Tell me why I go to the dollar store for nail polish remover and a ghetto black dude trys to hit on me in the parking lot, then he gets in line behind me with a dousche bag literally and that is his only purchase.
never let anyone you met on skype borrow your car. lesson learned.
I just said that Oprah is crazy and like 5 fat white girls jumped down my throat. I sat back and smiled.
We discussed our relationship status. We're dating exclusively. And the conversation was followed by him saying "C'mon baby, let's make you orgasm!" .....I'm gonna marry him.
By the way, turns out "Danny B" is his penis. Not his cousin. I was right.
In preparation of Wine in the Woods next weekend, today we're hosting Straight Vodka in the Bathtub
I've already reverted to sweat pants.
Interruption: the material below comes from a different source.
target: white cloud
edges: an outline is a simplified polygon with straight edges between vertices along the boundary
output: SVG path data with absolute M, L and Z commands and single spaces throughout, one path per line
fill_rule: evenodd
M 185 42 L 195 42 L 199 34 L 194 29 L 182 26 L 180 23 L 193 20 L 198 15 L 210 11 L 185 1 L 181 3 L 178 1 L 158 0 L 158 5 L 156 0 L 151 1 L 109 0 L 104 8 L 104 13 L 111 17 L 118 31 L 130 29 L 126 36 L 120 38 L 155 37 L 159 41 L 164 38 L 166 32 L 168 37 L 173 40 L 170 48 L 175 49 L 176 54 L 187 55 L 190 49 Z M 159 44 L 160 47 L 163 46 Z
And lonely drinking.
We haven't said piping hot jizz in awhile... that needs to come back into our conversations
Who the fuck was that guy he kept pulling his dick out walking up to people trying to hand it to people and saying go ahead open the door like it was a door knob
You challenged yourself to walk backwards all the way to the bar... And you did
I had to watch them play Salty Cracker. I have never seen a grown man cry with a boner before
A lumberjack bearing the gift of small oranges or gymnast sex... I love you man but you lose that battle 9 out of 10
Just saw a rice crispy commercial and got emotional. I need to go home.
you bleached my bangs. i have an interview later today and you assholes bleached my bangs.